Twelve Angry Men

Reginald Rose
Bill Kenwright
Garrick Theatre

Tom Conti (Juror 8), Robert Vaughan (9), William Gaminara (10), Christopher Ettridge (11), Robert Duncan (12), Luke Shaw (Foreman), David Calvitto (2), Jeff Fahey (3), Paul Anthony-Barber (4), Edward Franklin (5), Andrew Frame (6), Sean Pow Credit: Robert Day
William Gaminara as Juror 10 Credit: Robert Day
Jeff Fahey (centre) as Juror 3 Credit: Robert Day

This Birmingham Rep production directed by the Gate’s Christopher Haydon has had its run again extended and has had several changes of cast since it was reviewed by Philip Fisher last year.

The play had its origin in Reginald Rose’s own service on a jury for a manslaughter case and led first to a 1954 television play, then the film version three years later and a first theatre staging in 1964. It doesn’t matter that you may have seen it and know the outcome for it is the interaction of the characters that bring it about and the issues that it raised that this play is about.

This is a production that grips, both because Rose’s script is so well constructed and because it is packed with fine performances.

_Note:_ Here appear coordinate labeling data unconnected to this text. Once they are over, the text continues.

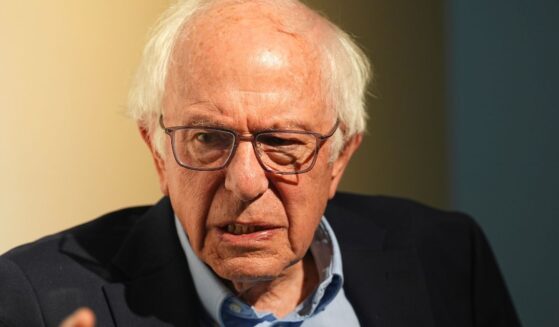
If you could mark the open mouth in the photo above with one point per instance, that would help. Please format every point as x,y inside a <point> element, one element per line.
<point>241,229</point>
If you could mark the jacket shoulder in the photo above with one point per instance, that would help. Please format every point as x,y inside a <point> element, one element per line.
<point>108,228</point>
<point>43,281</point>
<point>401,220</point>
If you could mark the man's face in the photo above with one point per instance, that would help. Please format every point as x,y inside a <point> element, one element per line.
<point>247,76</point>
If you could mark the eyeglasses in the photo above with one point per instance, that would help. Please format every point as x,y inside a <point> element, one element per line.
<point>278,151</point>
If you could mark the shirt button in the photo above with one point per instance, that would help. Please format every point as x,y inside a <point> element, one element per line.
<point>235,307</point>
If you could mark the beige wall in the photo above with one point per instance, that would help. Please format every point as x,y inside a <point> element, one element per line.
<point>68,153</point>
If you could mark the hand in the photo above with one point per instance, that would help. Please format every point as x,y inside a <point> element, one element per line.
<point>82,317</point>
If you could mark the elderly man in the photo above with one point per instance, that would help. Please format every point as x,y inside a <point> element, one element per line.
<point>252,110</point>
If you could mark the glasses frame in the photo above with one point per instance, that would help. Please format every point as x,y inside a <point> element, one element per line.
<point>238,138</point>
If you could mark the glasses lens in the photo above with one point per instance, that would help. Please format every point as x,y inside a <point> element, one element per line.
<point>286,151</point>
<point>203,148</point>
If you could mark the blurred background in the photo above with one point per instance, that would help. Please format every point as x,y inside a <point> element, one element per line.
<point>463,117</point>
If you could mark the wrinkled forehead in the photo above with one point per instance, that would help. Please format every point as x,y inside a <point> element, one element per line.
<point>250,42</point>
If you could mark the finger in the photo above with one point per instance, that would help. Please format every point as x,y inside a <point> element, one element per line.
<point>82,317</point>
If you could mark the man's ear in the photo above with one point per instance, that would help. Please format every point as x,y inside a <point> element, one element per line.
<point>157,160</point>
<point>339,165</point>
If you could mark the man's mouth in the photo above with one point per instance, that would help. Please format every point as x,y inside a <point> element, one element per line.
<point>241,229</point>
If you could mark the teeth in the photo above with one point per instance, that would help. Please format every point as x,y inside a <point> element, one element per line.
<point>239,229</point>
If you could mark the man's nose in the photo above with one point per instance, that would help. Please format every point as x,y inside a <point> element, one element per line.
<point>244,176</point>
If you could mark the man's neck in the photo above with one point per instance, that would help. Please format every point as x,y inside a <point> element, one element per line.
<point>282,294</point>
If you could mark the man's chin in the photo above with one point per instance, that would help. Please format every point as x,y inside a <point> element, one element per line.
<point>250,270</point>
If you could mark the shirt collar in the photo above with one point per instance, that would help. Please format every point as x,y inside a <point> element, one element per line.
<point>324,248</point>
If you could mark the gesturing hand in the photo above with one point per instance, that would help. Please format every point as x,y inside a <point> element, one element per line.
<point>82,317</point>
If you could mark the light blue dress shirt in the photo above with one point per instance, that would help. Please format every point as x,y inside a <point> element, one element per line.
<point>326,306</point>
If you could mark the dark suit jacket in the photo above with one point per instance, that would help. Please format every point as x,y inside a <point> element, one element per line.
<point>405,265</point>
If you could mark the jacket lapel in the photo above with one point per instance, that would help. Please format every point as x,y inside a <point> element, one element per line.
<point>383,278</point>
<point>157,289</point>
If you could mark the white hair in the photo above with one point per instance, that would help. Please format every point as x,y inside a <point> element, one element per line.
<point>345,73</point>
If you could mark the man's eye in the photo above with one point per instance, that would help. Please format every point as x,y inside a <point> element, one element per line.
<point>212,138</point>
<point>273,140</point>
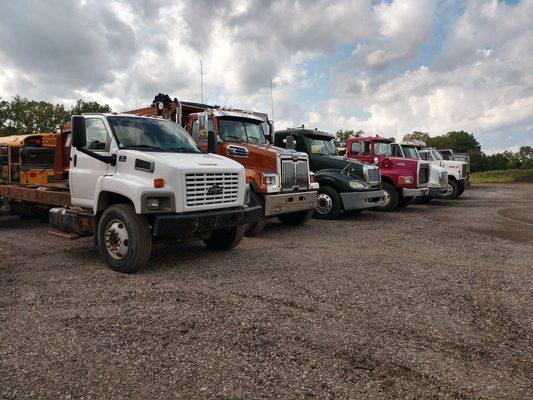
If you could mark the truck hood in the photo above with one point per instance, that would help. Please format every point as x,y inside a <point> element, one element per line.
<point>183,160</point>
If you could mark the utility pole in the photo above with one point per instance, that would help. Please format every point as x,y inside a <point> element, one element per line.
<point>271,100</point>
<point>202,80</point>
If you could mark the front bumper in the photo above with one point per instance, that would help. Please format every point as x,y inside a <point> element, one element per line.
<point>362,200</point>
<point>415,192</point>
<point>437,192</point>
<point>277,204</point>
<point>180,226</point>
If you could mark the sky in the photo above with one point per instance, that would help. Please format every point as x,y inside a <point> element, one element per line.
<point>386,67</point>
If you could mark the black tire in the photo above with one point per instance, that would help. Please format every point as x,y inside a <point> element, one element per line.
<point>453,189</point>
<point>393,198</point>
<point>329,203</point>
<point>404,201</point>
<point>225,239</point>
<point>297,218</point>
<point>462,186</point>
<point>114,220</point>
<point>255,228</point>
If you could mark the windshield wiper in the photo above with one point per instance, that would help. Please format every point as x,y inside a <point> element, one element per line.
<point>236,138</point>
<point>184,150</point>
<point>145,146</point>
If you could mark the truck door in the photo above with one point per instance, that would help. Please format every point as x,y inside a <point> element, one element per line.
<point>85,170</point>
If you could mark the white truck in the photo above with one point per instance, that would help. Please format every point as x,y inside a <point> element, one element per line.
<point>133,180</point>
<point>457,171</point>
<point>438,176</point>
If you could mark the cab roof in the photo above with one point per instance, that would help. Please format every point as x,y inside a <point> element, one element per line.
<point>306,131</point>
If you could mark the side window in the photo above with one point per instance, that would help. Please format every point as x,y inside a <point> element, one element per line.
<point>97,137</point>
<point>194,131</point>
<point>366,148</point>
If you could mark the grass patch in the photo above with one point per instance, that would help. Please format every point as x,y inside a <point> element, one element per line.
<point>503,176</point>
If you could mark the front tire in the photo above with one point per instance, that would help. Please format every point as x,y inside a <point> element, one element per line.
<point>124,239</point>
<point>297,218</point>
<point>225,239</point>
<point>391,198</point>
<point>329,203</point>
<point>255,228</point>
<point>453,189</point>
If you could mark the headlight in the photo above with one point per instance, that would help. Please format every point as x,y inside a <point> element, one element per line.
<point>405,179</point>
<point>271,181</point>
<point>357,185</point>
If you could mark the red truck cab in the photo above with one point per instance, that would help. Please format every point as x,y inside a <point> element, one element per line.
<point>402,179</point>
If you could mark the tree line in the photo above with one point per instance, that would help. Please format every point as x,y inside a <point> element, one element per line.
<point>22,116</point>
<point>463,142</point>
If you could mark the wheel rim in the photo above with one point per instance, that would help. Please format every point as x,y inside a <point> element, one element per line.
<point>449,190</point>
<point>324,204</point>
<point>116,239</point>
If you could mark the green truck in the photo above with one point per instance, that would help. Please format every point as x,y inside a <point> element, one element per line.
<point>345,185</point>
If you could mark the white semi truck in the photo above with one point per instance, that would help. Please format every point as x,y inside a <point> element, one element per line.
<point>133,180</point>
<point>438,177</point>
<point>458,171</point>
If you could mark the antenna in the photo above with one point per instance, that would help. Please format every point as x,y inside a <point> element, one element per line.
<point>271,100</point>
<point>202,80</point>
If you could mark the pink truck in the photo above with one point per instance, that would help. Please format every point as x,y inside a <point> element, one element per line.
<point>402,179</point>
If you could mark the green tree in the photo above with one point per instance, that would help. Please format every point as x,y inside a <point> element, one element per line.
<point>89,106</point>
<point>417,135</point>
<point>342,135</point>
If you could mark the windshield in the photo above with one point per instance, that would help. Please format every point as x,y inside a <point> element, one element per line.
<point>382,149</point>
<point>410,152</point>
<point>241,130</point>
<point>151,135</point>
<point>321,145</point>
<point>436,155</point>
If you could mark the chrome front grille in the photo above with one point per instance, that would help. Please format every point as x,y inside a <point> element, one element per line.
<point>294,174</point>
<point>373,175</point>
<point>211,188</point>
<point>423,174</point>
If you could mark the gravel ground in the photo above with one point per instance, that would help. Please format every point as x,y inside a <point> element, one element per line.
<point>434,301</point>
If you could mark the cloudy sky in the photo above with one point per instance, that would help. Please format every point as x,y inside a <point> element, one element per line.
<point>380,66</point>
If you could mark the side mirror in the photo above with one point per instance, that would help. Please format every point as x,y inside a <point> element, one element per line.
<point>203,122</point>
<point>79,136</point>
<point>212,142</point>
<point>291,142</point>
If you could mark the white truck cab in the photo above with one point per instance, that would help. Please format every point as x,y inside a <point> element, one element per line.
<point>457,171</point>
<point>133,179</point>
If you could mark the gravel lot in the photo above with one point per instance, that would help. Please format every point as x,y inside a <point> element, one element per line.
<point>434,301</point>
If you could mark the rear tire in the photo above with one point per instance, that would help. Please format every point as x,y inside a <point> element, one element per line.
<point>124,238</point>
<point>297,218</point>
<point>329,203</point>
<point>255,228</point>
<point>453,189</point>
<point>392,198</point>
<point>225,239</point>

Tom Conti now plays the architect juror who is the sole juryman who at first has any “reasonable doubt” that a sixteen-year-old from the worst part of town has been responsible for the murder of his violent father.

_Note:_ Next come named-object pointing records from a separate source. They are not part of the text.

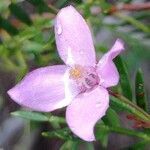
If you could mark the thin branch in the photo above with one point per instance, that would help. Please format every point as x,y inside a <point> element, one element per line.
<point>125,100</point>
<point>130,7</point>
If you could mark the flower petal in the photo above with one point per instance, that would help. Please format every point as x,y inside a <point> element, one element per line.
<point>42,89</point>
<point>73,38</point>
<point>106,69</point>
<point>85,110</point>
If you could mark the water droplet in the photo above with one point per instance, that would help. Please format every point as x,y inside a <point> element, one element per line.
<point>98,105</point>
<point>81,52</point>
<point>59,29</point>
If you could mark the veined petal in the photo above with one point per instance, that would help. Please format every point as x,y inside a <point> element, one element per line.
<point>106,69</point>
<point>85,110</point>
<point>42,89</point>
<point>73,38</point>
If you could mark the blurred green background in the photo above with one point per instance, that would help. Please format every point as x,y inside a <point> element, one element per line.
<point>27,42</point>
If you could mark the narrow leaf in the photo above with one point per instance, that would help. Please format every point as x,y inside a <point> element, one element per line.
<point>123,131</point>
<point>6,25</point>
<point>124,78</point>
<point>59,133</point>
<point>140,91</point>
<point>70,145</point>
<point>122,104</point>
<point>35,116</point>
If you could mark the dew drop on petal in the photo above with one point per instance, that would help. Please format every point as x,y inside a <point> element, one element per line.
<point>81,52</point>
<point>59,29</point>
<point>98,105</point>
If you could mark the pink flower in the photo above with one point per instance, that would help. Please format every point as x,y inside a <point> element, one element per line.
<point>80,84</point>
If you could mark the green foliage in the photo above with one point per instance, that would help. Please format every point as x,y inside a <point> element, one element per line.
<point>6,25</point>
<point>124,78</point>
<point>140,91</point>
<point>27,40</point>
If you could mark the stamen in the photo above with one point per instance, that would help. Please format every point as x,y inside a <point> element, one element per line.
<point>76,72</point>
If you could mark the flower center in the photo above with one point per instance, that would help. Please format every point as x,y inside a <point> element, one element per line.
<point>86,78</point>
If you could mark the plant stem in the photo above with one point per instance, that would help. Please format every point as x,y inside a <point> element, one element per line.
<point>128,102</point>
<point>125,131</point>
<point>131,7</point>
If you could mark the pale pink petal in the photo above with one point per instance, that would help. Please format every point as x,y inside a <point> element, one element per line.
<point>85,110</point>
<point>73,38</point>
<point>42,89</point>
<point>106,69</point>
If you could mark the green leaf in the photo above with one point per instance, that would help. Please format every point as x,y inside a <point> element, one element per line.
<point>6,25</point>
<point>70,145</point>
<point>123,131</point>
<point>35,116</point>
<point>123,104</point>
<point>124,78</point>
<point>19,13</point>
<point>139,146</point>
<point>59,133</point>
<point>140,91</point>
<point>111,118</point>
<point>134,22</point>
<point>42,6</point>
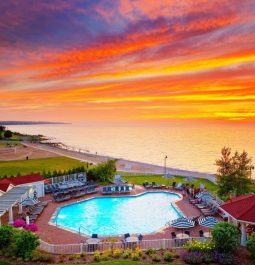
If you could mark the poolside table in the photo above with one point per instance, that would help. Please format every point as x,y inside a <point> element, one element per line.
<point>131,241</point>
<point>182,236</point>
<point>92,241</point>
<point>207,234</point>
<point>92,244</point>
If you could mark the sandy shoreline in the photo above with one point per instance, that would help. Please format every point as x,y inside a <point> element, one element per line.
<point>122,164</point>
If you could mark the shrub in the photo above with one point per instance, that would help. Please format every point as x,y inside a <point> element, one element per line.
<point>138,251</point>
<point>194,245</point>
<point>6,233</point>
<point>134,257</point>
<point>155,258</point>
<point>150,251</point>
<point>225,237</point>
<point>168,256</point>
<point>41,256</point>
<point>224,258</point>
<point>31,227</point>
<point>19,223</point>
<point>251,246</point>
<point>117,253</point>
<point>193,257</point>
<point>24,243</point>
<point>96,256</point>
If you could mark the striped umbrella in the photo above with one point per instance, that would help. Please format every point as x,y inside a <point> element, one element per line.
<point>205,195</point>
<point>208,221</point>
<point>182,222</point>
<point>28,202</point>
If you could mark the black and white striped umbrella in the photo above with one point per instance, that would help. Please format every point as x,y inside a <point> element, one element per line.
<point>205,195</point>
<point>208,221</point>
<point>182,222</point>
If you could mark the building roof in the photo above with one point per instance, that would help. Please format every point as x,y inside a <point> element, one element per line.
<point>11,197</point>
<point>242,208</point>
<point>4,184</point>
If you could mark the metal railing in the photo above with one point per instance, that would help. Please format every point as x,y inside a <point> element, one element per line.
<point>103,246</point>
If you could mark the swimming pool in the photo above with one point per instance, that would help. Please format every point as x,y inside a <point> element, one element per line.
<point>108,216</point>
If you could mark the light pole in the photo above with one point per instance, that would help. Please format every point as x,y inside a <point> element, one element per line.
<point>165,166</point>
<point>251,168</point>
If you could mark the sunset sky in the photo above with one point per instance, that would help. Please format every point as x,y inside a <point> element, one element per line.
<point>141,61</point>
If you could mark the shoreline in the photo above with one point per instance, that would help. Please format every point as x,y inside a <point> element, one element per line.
<point>124,165</point>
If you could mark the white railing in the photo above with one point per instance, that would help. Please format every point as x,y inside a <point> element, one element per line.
<point>102,246</point>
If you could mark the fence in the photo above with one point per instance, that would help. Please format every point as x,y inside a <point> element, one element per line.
<point>102,246</point>
<point>67,177</point>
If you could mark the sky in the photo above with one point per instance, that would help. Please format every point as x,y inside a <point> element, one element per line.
<point>124,61</point>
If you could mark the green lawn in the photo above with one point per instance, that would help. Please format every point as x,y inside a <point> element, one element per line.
<point>10,168</point>
<point>178,179</point>
<point>119,262</point>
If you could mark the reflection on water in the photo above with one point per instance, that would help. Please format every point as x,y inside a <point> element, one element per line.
<point>188,147</point>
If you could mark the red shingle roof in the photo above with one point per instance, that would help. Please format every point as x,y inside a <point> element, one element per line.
<point>4,184</point>
<point>241,208</point>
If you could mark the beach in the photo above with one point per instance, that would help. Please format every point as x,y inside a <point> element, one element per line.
<point>122,164</point>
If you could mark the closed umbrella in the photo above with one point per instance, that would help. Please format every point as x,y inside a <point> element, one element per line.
<point>208,221</point>
<point>28,202</point>
<point>182,222</point>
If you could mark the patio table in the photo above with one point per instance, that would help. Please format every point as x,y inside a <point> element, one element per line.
<point>182,236</point>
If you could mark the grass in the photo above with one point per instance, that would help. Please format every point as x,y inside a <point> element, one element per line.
<point>119,262</point>
<point>139,180</point>
<point>12,168</point>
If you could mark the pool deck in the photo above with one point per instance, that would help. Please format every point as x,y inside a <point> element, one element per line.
<point>55,235</point>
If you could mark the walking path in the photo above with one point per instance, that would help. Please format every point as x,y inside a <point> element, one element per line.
<point>122,164</point>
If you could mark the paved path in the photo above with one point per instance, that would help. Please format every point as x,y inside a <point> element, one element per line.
<point>122,164</point>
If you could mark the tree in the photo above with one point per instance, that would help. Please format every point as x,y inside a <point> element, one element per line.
<point>8,134</point>
<point>233,173</point>
<point>104,172</point>
<point>225,237</point>
<point>251,246</point>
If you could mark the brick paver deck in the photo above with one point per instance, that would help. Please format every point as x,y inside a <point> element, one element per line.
<point>55,235</point>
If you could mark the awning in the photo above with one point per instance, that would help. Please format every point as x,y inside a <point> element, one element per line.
<point>11,198</point>
<point>182,222</point>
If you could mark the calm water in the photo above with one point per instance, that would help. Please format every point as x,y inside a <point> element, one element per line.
<point>119,215</point>
<point>188,147</point>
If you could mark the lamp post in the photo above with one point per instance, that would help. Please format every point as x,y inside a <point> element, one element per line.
<point>165,166</point>
<point>251,168</point>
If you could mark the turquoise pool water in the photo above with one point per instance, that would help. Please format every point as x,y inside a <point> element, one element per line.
<point>108,216</point>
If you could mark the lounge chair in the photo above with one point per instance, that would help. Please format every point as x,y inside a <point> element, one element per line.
<point>146,185</point>
<point>106,190</point>
<point>187,233</point>
<point>173,234</point>
<point>179,186</point>
<point>154,185</point>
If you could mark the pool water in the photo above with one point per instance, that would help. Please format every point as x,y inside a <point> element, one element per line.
<point>108,216</point>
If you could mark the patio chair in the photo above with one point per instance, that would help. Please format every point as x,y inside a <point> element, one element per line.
<point>187,233</point>
<point>146,185</point>
<point>173,234</point>
<point>154,185</point>
<point>178,186</point>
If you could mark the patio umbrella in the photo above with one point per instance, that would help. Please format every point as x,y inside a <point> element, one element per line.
<point>183,223</point>
<point>28,202</point>
<point>208,221</point>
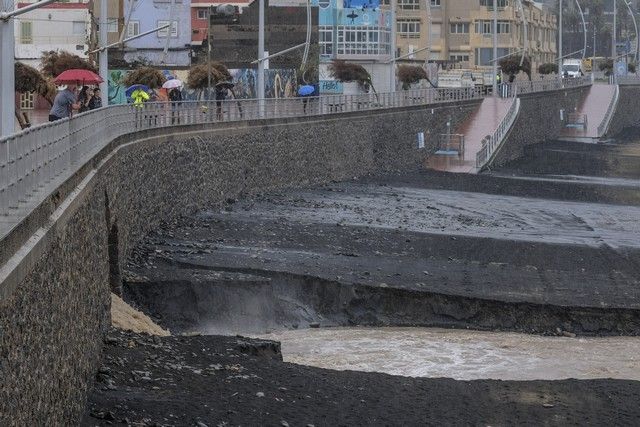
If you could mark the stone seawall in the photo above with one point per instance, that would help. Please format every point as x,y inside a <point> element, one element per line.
<point>538,121</point>
<point>627,113</point>
<point>65,257</point>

His gentle understatement and vocal hesitancies are a perfect match for the character. William Gaminara, who now plays Juror 10, adamantly against him, bigoted, rude and with no sense of civic duty, is, in stark contrast, an explosive powder keg.

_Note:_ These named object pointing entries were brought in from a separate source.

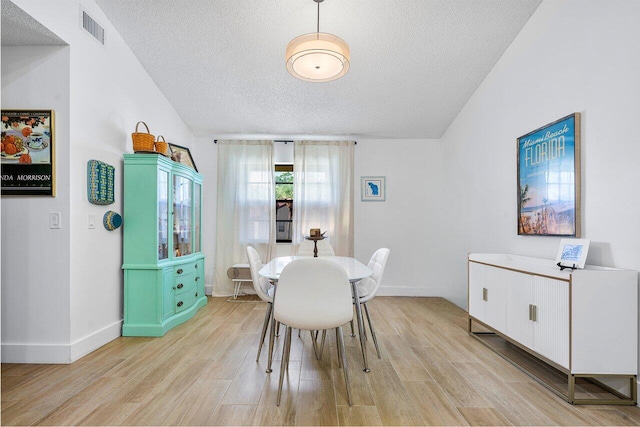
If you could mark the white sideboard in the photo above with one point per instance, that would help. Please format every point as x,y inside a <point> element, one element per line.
<point>582,322</point>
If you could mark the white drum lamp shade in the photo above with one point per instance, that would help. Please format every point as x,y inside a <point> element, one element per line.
<point>317,57</point>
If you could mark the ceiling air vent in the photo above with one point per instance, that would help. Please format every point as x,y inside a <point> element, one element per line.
<point>92,27</point>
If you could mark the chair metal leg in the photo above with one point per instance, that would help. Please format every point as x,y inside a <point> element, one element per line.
<point>314,342</point>
<point>267,317</point>
<point>373,332</point>
<point>363,345</point>
<point>344,362</point>
<point>339,351</point>
<point>324,335</point>
<point>284,364</point>
<point>272,338</point>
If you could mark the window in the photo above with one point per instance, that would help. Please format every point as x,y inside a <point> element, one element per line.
<point>284,202</point>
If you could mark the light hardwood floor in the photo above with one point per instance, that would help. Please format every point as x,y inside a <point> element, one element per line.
<point>204,373</point>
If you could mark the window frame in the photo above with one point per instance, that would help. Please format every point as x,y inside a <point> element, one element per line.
<point>282,167</point>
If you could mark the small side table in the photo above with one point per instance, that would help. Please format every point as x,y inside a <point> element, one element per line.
<point>315,243</point>
<point>239,273</point>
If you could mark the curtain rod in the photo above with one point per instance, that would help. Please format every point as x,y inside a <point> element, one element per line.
<point>215,141</point>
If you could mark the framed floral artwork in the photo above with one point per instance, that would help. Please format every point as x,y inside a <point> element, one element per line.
<point>28,153</point>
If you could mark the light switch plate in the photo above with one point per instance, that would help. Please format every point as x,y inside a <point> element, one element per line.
<point>54,220</point>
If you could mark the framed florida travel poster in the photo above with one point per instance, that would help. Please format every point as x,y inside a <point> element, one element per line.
<point>28,152</point>
<point>549,179</point>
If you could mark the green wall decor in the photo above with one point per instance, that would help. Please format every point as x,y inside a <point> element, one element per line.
<point>100,182</point>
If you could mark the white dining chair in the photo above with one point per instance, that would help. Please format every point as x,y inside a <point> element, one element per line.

Jeff Fahey is the other almost unconvincible juror, a powerful performance of cold-hearted conviction with a deeper revelation behind it. Robert Vaughn has the kindly, well-humoured precision of the elderly intellectual Juror 8 who is first to join the architect in question the incontrovertibility of the prosecution evidence.

Christopher Ettridge is particularly moving as immigrant Juror 11, determined to do his democratic duty as an American citizen. Paul Antony-Barber convincingly grapples with the challenge to Juror 4’s fixed conviction, Sean Power is the fast-talking salesman, worried about getting to get the game, Luke Shaw the Foreman and Edward Franklin the youngster from the accused’s own neighbourhood.

With Andrew Frame and David Calvitto as the other jurymen we see gradually reconsidering their positions and Jon Carver as the Guard outside the jury room, this is a company that gives reality to a fascinating mixture of characters.

Against that reality of performance, Michael Pavelka’s wall-less setting with practical washroom in contrast to its visible grid and sound of E-trains rushing through the theatre, sharp changes in lighting states and a dramatic thunderstorm all have a conscious theatricality that gives a Brechtian awareness, sharpening attention to the content of a play that not only presents us not only with a detective story turned inside out and a cross-section of American society but a critique of the attitudes and prejudices rampant within it.

American justice might no-longer allow an all-male all-white jury like this one, but this play has lost none of its bite and this production is excellent theatre.